Autant les amendements de nos collègues de gauche sont recevables, parce qu’ils ont trait à l’article 7, autant leurs sous-amendements sont irrecevables s’ils contredisent le sens de l’amendement de la commission tendant à réécrire ledit article. (Applaudissements sur les travées des groupes Les Républicains et UC. – Mme la rapporteure générale applaudit également.)
M. le président. Merci pour cet effort de pédagogie, mon cher collègue, d’autant qu’il intervient juste avant que nous passions au vote.
Article 7 (suite)
M. le président. Nous reprenons le cours normal de la discussion.
Monsieur le ministre, quel est désormais l’avis du Gouvernement sur l’amendement n° 4762 rectifié ?
M. Olivier Dussopt, ministre. Avis favorable, monsieur le président.
Pour aller jusqu’au bout des choses, je précise, à l’attention notamment de M. Mohamed Soilihi, que nous souhaitons qu’il soit bien précisé que les dispositions applicables à Saint-Pierre-et-Miquelon devront être votées dans les mêmes termes pour le Département de Mayotte dans la suite de l’examen de ce texte, mais évidemment au travers de références légistiques différentes.
M. le président. La parole est à M. Thani Mohamed Soilihi, pour explication de vote.
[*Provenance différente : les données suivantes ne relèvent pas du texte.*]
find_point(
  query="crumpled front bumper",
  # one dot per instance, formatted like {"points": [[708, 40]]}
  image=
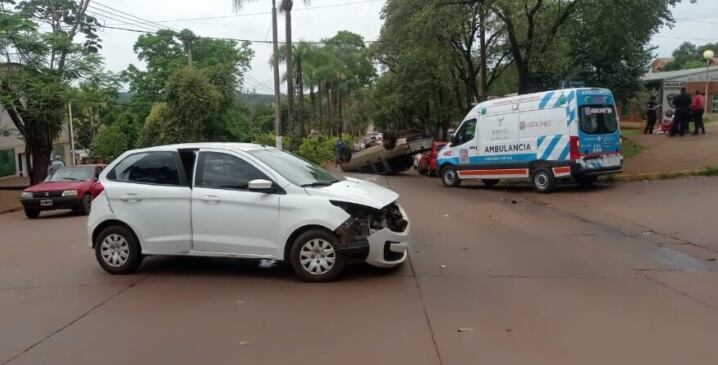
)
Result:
{"points": [[388, 248]]}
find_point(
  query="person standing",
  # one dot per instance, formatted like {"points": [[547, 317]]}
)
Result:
{"points": [[682, 104], [651, 115], [698, 107], [55, 164]]}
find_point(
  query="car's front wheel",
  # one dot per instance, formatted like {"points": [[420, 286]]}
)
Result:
{"points": [[450, 177], [314, 256], [117, 250]]}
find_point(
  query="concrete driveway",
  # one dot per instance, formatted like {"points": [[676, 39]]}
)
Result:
{"points": [[613, 274]]}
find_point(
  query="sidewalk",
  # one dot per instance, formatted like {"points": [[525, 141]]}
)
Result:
{"points": [[667, 154], [18, 183]]}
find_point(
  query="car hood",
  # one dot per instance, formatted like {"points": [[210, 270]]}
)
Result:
{"points": [[60, 185], [356, 191]]}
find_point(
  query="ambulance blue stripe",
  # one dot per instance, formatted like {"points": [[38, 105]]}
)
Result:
{"points": [[477, 160], [545, 99], [539, 141], [565, 152], [551, 146]]}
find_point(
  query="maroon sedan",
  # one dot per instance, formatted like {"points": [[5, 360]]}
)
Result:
{"points": [[71, 187]]}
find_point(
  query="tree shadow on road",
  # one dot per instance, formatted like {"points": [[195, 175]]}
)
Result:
{"points": [[210, 267]]}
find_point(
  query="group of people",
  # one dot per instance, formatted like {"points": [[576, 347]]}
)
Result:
{"points": [[676, 123]]}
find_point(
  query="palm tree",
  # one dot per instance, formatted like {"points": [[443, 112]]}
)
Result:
{"points": [[286, 7]]}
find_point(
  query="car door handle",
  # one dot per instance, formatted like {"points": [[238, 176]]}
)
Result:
{"points": [[131, 198], [211, 199]]}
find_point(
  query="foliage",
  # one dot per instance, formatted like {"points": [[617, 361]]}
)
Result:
{"points": [[688, 56], [35, 88], [109, 143], [265, 139], [317, 150]]}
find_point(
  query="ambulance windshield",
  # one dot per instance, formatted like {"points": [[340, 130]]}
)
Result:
{"points": [[598, 119]]}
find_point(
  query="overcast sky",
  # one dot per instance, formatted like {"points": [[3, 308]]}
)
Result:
{"points": [[320, 19]]}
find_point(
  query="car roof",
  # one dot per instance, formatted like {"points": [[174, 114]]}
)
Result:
{"points": [[200, 145]]}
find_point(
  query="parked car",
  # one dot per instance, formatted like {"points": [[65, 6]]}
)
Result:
{"points": [[427, 161], [243, 201], [71, 187]]}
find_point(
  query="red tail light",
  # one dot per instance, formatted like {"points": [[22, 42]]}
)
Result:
{"points": [[575, 151]]}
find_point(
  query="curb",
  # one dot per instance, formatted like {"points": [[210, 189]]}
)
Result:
{"points": [[654, 176]]}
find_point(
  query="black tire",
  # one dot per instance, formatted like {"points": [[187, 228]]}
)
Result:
{"points": [[32, 213], [543, 180], [450, 177], [85, 205], [310, 269], [132, 249], [586, 181], [490, 182]]}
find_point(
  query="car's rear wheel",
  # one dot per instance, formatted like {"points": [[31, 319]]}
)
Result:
{"points": [[32, 213], [490, 182], [117, 250], [314, 256], [543, 180], [450, 177]]}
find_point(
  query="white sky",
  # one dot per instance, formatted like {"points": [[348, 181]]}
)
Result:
{"points": [[320, 19]]}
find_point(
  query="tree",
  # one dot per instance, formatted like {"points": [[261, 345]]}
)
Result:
{"points": [[109, 143], [36, 89]]}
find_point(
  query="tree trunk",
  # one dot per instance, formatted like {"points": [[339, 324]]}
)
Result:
{"points": [[291, 112], [40, 160], [300, 111]]}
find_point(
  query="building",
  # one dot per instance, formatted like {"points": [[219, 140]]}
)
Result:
{"points": [[12, 148], [658, 64]]}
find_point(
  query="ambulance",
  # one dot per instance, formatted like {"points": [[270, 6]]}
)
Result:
{"points": [[545, 137]]}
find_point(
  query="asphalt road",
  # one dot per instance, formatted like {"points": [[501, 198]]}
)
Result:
{"points": [[620, 274]]}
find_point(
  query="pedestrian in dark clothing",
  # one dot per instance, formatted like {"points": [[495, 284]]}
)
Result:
{"points": [[682, 104], [698, 107], [651, 115]]}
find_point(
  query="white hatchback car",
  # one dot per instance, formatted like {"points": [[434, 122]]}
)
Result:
{"points": [[242, 200]]}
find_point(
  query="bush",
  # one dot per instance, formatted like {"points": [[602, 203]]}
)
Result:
{"points": [[317, 150]]}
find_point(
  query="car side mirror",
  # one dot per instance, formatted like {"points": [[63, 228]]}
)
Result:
{"points": [[261, 185]]}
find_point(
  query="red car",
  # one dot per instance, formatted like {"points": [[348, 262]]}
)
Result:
{"points": [[427, 162], [71, 187]]}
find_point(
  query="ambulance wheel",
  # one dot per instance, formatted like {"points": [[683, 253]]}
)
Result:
{"points": [[490, 182], [450, 177], [543, 180]]}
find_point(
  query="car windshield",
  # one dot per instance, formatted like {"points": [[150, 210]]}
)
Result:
{"points": [[297, 170], [71, 174], [598, 119]]}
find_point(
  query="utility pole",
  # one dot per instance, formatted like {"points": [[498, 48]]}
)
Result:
{"points": [[72, 137], [275, 58]]}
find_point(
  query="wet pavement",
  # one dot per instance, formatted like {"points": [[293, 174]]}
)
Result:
{"points": [[621, 273]]}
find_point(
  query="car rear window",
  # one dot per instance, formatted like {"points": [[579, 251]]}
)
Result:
{"points": [[598, 119]]}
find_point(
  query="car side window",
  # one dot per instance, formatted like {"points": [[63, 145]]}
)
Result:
{"points": [[148, 168], [223, 171], [467, 132]]}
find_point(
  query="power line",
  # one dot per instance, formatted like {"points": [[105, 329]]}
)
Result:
{"points": [[263, 12], [141, 20]]}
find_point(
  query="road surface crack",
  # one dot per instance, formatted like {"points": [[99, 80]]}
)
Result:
{"points": [[69, 324]]}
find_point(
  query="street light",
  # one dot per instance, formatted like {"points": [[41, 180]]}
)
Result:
{"points": [[708, 56]]}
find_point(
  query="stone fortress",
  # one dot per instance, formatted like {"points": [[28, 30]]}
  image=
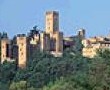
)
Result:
{"points": [[51, 40]]}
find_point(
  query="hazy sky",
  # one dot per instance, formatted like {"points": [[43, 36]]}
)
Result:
{"points": [[19, 16]]}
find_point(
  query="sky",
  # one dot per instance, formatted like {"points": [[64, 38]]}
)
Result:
{"points": [[19, 16]]}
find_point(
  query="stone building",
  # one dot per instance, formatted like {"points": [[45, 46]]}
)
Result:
{"points": [[52, 39], [21, 47]]}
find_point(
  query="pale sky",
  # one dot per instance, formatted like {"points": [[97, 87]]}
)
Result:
{"points": [[19, 16]]}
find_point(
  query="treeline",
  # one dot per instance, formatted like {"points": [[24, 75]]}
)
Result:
{"points": [[70, 72]]}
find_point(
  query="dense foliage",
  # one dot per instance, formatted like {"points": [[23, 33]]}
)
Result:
{"points": [[70, 72]]}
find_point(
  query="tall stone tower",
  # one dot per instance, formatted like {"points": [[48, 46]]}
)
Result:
{"points": [[5, 49], [22, 50], [52, 38], [52, 22]]}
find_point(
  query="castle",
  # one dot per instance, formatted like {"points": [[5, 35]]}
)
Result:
{"points": [[21, 47]]}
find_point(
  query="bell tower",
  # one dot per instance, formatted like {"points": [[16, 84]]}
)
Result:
{"points": [[52, 22]]}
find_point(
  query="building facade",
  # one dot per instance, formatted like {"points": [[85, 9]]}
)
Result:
{"points": [[21, 47]]}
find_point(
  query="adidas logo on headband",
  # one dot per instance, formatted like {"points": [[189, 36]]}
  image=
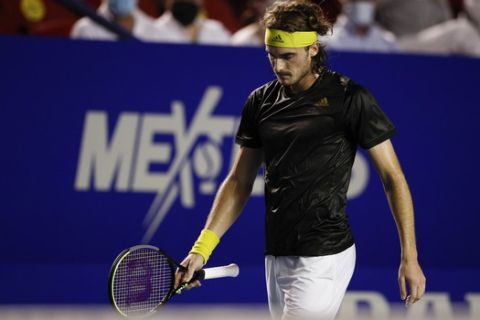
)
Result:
{"points": [[277, 38]]}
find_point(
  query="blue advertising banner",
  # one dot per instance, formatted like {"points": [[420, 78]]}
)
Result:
{"points": [[107, 145]]}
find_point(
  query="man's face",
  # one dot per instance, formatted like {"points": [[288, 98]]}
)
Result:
{"points": [[290, 65]]}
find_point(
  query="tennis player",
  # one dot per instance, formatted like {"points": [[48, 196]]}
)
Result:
{"points": [[305, 127]]}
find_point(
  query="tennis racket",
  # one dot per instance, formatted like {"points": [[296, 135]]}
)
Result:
{"points": [[142, 279]]}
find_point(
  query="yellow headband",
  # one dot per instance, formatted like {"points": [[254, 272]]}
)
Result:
{"points": [[284, 39]]}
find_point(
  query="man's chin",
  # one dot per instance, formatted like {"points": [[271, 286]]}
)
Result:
{"points": [[286, 81]]}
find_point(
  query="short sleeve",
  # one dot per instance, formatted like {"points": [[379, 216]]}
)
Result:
{"points": [[247, 134], [366, 123]]}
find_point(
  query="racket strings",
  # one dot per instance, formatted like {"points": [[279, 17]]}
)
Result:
{"points": [[142, 281]]}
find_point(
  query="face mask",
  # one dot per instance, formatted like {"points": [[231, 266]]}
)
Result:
{"points": [[472, 7], [360, 12], [121, 8], [185, 12]]}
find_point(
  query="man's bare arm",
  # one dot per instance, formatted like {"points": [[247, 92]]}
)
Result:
{"points": [[228, 204], [400, 201]]}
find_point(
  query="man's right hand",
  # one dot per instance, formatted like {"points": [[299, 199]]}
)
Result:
{"points": [[193, 262]]}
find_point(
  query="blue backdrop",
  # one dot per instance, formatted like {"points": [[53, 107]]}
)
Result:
{"points": [[92, 133]]}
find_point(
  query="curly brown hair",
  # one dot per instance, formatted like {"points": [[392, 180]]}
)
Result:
{"points": [[300, 15]]}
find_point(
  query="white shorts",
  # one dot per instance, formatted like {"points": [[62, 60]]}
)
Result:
{"points": [[308, 287]]}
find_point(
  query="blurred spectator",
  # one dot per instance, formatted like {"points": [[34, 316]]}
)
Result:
{"points": [[253, 33], [356, 30], [406, 17], [458, 36], [123, 12], [183, 22]]}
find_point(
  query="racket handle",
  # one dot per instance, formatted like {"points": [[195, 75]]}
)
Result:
{"points": [[232, 270]]}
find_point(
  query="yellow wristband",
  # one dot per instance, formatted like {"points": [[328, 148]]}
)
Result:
{"points": [[206, 242]]}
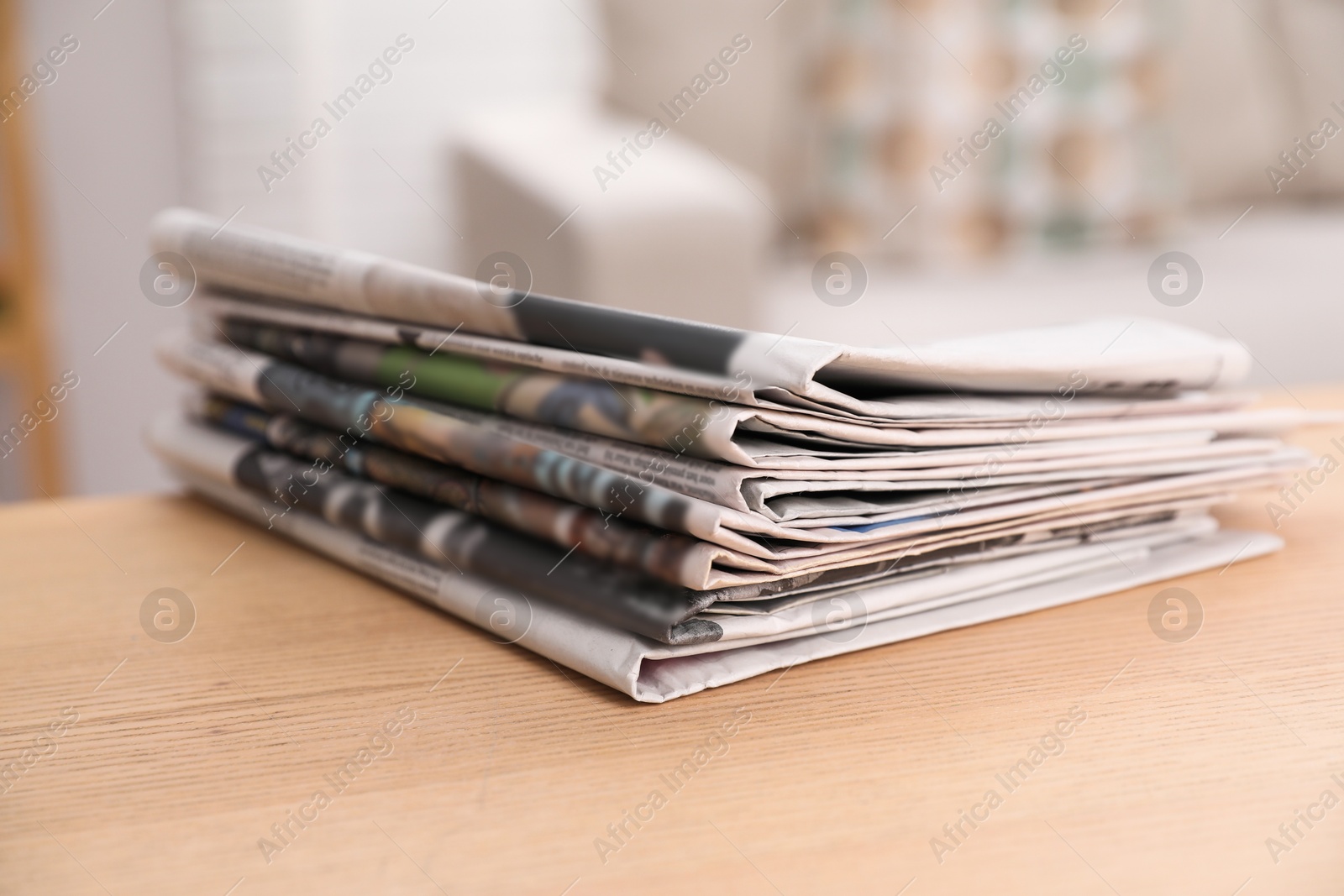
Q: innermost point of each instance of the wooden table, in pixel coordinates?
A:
(172, 761)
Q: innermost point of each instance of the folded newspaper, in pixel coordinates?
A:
(669, 506)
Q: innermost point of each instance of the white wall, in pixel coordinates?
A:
(107, 123)
(111, 125)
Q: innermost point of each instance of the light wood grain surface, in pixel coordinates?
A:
(181, 757)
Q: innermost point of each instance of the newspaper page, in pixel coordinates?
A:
(651, 672)
(1122, 356)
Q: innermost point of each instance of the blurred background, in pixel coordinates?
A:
(980, 163)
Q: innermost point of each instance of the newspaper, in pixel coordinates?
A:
(483, 445)
(694, 426)
(654, 672)
(1115, 356)
(663, 555)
M. Thani Mohamed Soilihi. L’amendement tendant à réécrire l’article 7 tend à supprimer les dispositions applicables à Mayotte. Or il s’agit de mesures spécifiques.
Je suis favorable à l’adoption de cet article, mais, pour aller dans le sens des propos de M. le ministre, il faudra veiller à rétablir et à ajuster ces dispositions dans le cadre de la navette. Il faut en effet savoir que l’ensemble des parlementaires de l’île, députés comme sénateurs, sont parvenus à un accord global à ce sujet.
M. le président. Je mets aux voix l’amendement n° 4762 rectifié.
J’ai été saisi d’une demande de scrutin public émanant du groupe Socialiste, Écologiste et Républicain.
Je rappelle que l’avis de la commission est favorable, de même que celui du Gouvernement.
Il va être procédé au scrutin dans les conditions fixées par l’article 56 du règlement.
Le scrutin est ouvert.
(Le scrutin a lieu.)
M. le président. Personne ne demande plus à voter ?…
Le scrutin est clos.
J’invite Mmes et MM. les secrétaires à constater le résultat du scrutin.
(Mmes et MM. les secrétaires constatent le résultat du scrutin.)
M. le président. Voici, compte tenu de l’ensemble des délégations de vote accordées par les sénateurs aux groupes politiques et notifiées à la présidence, le résultat du scrutin n° 203 :
Nombre de votants | 253 |
Nombre de suffrages exprimés | 246 |
Pour l’adoption | 225 |
Contre | 21 |
Le Sénat a adopté.
En conséquence, l’ensemble des amendements à l’article 7 n’ont plus d’objet, à l’exception de soixante-quinze d’entre eux qui seront examinés demain, puisque, je le répète, la commission a souhaité qu’un débat de fond ait lieu.
La suite de la discussion est donc renvoyée à la prochaine séance.
4
Ordre du jour
M. le président. Voici quel sera l’ordre du jour de la prochaine séance publique, précédemment fixée à aujourd’hui, mercredi 8 mars 2023 :
À quinze heures :
Questions d’actualité au Gouvernement.
À seize heures trente, le soir et la nuit :
Suite du projet de loi de financement rectificative de la sécurité sociale pour 2023, dont le Sénat est saisi en application de l’article 47-1, alinéa 2, de la Constitution (texte n° 368, 2022-2023).
Personne ne demande la parole ?…
La séance est levée.
(La séance est levée le mercredi 8 mars 2023, à trois heures vingt-cinq.)